Seduto al pozzo, devo ammettere che i giovani sono già avanti sulla strada e io indietro, arranco. Sento il bisogno di una pausa. Che strada mi aspetta? Tra reale e virtuale, come sarà il futuro della fede? Come si declina il Mistero dell'Incarnazione nel digitale?

Chiudo il Vangelo che tengo tra le mani e rivolgo lo sguardo al SS.mo Sacramento solennemente esposto. Di tanto in tanto il silenzio è interrotto dal cigolio della porta d'ingresso. Qualcuno entra, qualcun altro esce, tutti passano davanti a Lui, perché c'è ancora sete di Dio nell'uomo contemporaneo.

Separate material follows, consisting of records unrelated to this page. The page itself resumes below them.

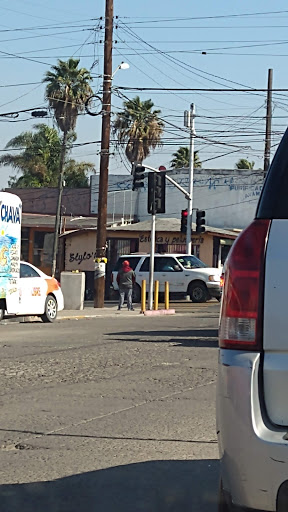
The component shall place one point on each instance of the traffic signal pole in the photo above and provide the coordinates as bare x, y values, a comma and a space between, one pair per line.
151, 267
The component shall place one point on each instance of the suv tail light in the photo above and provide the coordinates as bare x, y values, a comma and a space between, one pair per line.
241, 313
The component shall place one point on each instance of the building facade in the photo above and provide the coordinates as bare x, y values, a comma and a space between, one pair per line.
229, 197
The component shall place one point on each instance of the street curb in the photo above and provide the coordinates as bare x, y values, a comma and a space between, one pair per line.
159, 312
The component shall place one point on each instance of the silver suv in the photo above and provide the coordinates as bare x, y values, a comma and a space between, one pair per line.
187, 275
252, 398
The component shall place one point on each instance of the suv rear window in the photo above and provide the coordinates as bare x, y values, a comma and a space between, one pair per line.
133, 260
190, 262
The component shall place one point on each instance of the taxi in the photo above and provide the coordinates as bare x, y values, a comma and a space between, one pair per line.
39, 294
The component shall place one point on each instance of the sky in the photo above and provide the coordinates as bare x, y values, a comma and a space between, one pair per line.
168, 45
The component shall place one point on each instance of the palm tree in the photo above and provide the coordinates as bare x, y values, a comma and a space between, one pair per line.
244, 164
67, 91
181, 158
38, 160
139, 127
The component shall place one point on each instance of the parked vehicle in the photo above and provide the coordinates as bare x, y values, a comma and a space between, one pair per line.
187, 275
24, 290
252, 404
39, 295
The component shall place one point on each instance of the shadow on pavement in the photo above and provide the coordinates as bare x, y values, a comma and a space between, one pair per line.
183, 338
155, 486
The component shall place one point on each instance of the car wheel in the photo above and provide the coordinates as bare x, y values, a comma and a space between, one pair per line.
50, 314
136, 297
198, 292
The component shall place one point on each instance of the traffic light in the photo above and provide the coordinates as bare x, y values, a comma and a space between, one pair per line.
200, 221
156, 192
184, 217
138, 177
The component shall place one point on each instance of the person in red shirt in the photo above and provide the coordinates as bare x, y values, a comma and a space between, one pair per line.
125, 280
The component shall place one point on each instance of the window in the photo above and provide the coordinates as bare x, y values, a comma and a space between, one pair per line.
39, 245
166, 264
161, 264
132, 260
27, 271
191, 262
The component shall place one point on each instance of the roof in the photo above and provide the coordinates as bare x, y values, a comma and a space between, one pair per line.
171, 224
162, 224
35, 220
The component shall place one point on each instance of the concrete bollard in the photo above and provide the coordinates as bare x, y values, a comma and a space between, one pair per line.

«Credimi, donna, viene l'ora in cui né su questo monte né a Gerusalemme adorerete il Padre... i veri adoratori adoreranno il Padre in spirito e verità» Gv 4, 23s.

Come la Samaritana, accolgo in silenzio la provocazione di Gesù. È bene sostare su di essa. Se non altro per capire l'aria che tira. «Il vento soffia dove vuole e ne senti la voce, ma non sai da dove viene né dove va: così è chiunque è nato dallo Spirito» Gv 3, 8

Da due millenni le vele della barca di Pietro sfruttano magistralmente quel vento, in mare aperto. Io mi sento semplicemente affaticato e seduto accanto un pozzo.

Sorseggio lentamente l'acqua buona che mi è donata, condividendola con chi passa.